Jorge dio un respingo; había sentido los dedos de Álex sobre los suyos. No era un sueño. Álex apretó su mano contra la de Jorge por encima del muslo de él.
—Sé que en este caso será igual —continuó ella—. Lo que ahora es confuso terminará explotando por alguna parte. No sé cómo, pero tengo claro que será tan brutal como una bomba de relojería. Y entonces ya no habrá dudas, porque si tengo que crear nueva nomenclatura que se ajuste a mi caso, lo haré.
Jorge reaccionó. Lo que aquella vez en el cine había sido una caricia casi unidireccional se convirtió en algo bilateral. Tomó la mano de Álex entre las suyas y la estrechó con fuerza. Sonrió sin poder evitarlo. Siempre tenía los dedos fríos.
—No me cabe duda que lo harás.
—Es curioso, ¿verdad? —Álex parecía apenada—. Saber exactamente lo que te va a pasar y no poder hacer nada para evitarlo.
Jorge no contestó. Sentía que Álex caía en picado en el gris espumoso de la tristeza, pero la perspectiva de una bomba no le resultaba tan descorazonadora como a ella. Todavía tenía la vaga esperanza de ser su bomba de relojería. Si Álex explotaba en algún momento, él quería rehacerla y rellenar los huecos de todo su futuro, igual que ella había rellenado los suyos.
—No sabes los detalles —dijo al fin—. Puede que te hayan dado una escaleta, pero tú eres quien escribe la obra. Y tienes la libertad de darle el final que quieras.
La cara de Álex se iluminó y los ojos azules se humedecieron. Se inclinó hacia él y, un poco torpemente, lo rodeó con el brazo. Jorge se tensó. Correspondió al abrazo con lo que sin duda sería interpretado como frialdad, pero Álex giró un poco la cara y le dio un beso. Un beso normal, un beso en la mejilla, no el beso que habría deseado y, si hubiera sabido que iba a suceder, se habría afeitado esa mañana.
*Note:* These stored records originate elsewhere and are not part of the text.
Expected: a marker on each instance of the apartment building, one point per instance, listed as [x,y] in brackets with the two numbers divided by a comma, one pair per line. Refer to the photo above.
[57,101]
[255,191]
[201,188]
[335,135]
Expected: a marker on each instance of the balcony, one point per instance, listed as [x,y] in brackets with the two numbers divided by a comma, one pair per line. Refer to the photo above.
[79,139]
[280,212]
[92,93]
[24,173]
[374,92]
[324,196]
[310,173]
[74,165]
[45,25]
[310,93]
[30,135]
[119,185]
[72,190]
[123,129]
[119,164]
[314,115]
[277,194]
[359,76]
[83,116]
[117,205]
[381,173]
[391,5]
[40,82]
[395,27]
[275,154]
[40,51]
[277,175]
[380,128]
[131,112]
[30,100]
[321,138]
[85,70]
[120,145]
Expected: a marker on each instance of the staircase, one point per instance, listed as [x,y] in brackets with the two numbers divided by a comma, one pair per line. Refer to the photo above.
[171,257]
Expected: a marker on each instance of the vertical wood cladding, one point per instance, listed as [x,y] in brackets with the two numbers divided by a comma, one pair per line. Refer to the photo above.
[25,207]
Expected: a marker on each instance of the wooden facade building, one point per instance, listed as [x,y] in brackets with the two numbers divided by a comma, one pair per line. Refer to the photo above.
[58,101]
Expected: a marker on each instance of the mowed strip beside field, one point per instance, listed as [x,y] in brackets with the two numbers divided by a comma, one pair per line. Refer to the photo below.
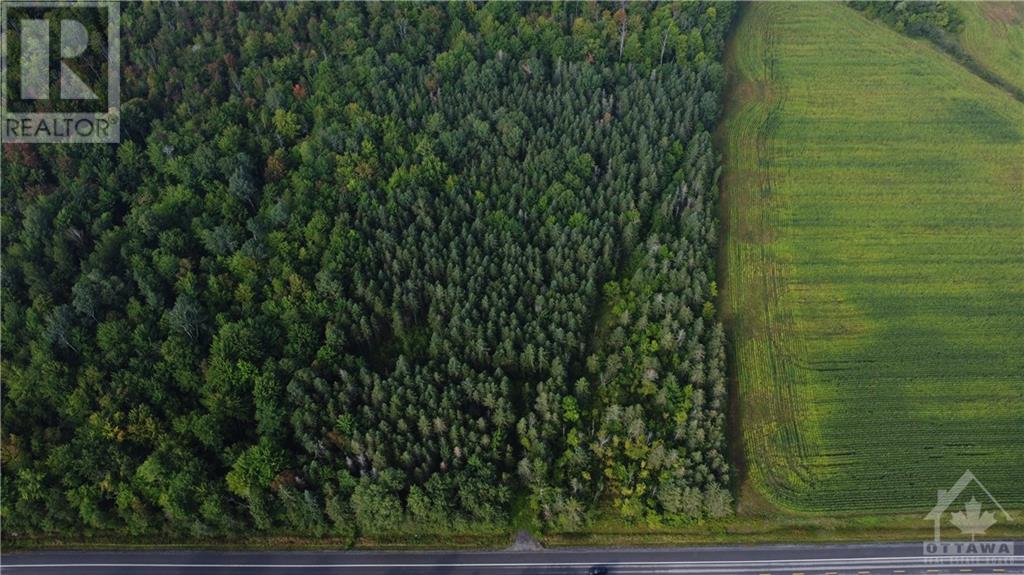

Pero un beso.
—Por eso te quiero —susurró Álex en su oreja.
Mientras la farola de la calle relucía cada vez con más fuerza sobre los dos, Jorge pensó que, aquella tarde, Álex había matado algo. Pero, para su sorpresa, de las cenizas de aquello, como un fénix, estaba brotando algo nuevo; algo invencible, que cambiaba de nombre y de forma pero siempre estaba ahí, con ella, con él; algo que duraba para siempre y que nunca se extinguía.
Eso era lo bueno de Álex. Nunca le aburría. Por mucho que ella hablase de predicciones y de falta de libertad, estar a su lado era una sorpresa continua. Ser su amigo era morir un poco cada instante, pero también era cobrar vida a cada paso.
Aquel era el amor en el que creía Jorge y, en el fondo, el que defendía Álex también: el amor romántico de verdad. El amor de Romeo y Julieta, de Lanzarote y Ginebra, de Blanka y Chun Li. El amor que se llevaba tan dentro que se abría camino a pesar de todo, de normas sociales, de padres absorbentes, de circunstancias adversas, incluso de la voluntad de los propios amantes.
No dijo nada. Solo disfrutó de la felicidad de esos instantes y de sus manos cogidas en la oscuridad.
Al fin y al cabo, quizás él también era una bomba de relojería.